Kansas City Star Defends Corporate Welfare, Again
Yael Abouhalkah of the Kansas City Star blogs today in defense of the earnings tax and against my call to curb cronyism in Kansas City. The Star's position in favor of corporate welfare won't surprise our readers, since the newspaper has been a longtime beneficiary of the city's tax largesse and frequent interlocutor for City Hall. Although it was disappointing, Yael's endorsement of the city's trickle-down development culture was expected—the latest in a long line of such columns.

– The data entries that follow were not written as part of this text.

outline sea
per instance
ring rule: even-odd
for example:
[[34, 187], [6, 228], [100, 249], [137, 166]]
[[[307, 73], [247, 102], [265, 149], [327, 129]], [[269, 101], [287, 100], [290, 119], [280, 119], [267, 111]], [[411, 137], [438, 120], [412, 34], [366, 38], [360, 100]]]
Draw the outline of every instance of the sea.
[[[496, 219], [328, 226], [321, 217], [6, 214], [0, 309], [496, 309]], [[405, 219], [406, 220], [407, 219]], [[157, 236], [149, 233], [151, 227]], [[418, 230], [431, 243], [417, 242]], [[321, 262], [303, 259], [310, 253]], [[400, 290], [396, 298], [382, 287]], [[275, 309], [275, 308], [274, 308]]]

But I was more disappointed that in his quest for an interesting headline, Yael again shuttled past a decade's worth of Show-Me research on the earnings tax. Rather than simply Google "Show Me Institute replace earnings tax," Yael chose to bowlderize a recent Show-Me blog post and ignore a host of detailed Show-Me reports published since the mid-2000s, showing how the earnings tax is destructive to growth and how it can be replaced. The newspaper didn't need a Woodward or Bernstein on staff to discover the research: just a passing familiarity with the Internet and glancing engagement with the earnings tax issue.
The research is there. It's been there for a long time.
Yet the argument against an earnings tax doesn't just spring forth from some economics lesson. That the Star doesn't find a city taxing the paychecks of the poor and subsidizing the rich a "compelling" reason to phase out the tax is its own commentary on the present state of the paper. I can accept that the Star has an entrenched and dire interest in maintaining the current taxing system, which at least explains the content and tenor of so many of the Star's editorials these days.
But I don't have to accept the self-serving cronyism that the Star would have us all perpetuate by keeping the earnings tax gravy train running. Neither does anyone else.
Kansas Citians deserve a serious discussion about the negative impact—on families, on businesses, and in the aggregate—of funding city government through an earnings tax. Fortunately for the city's taxpayers, the Star won't be mediating that debate. Not this time. Not anymore.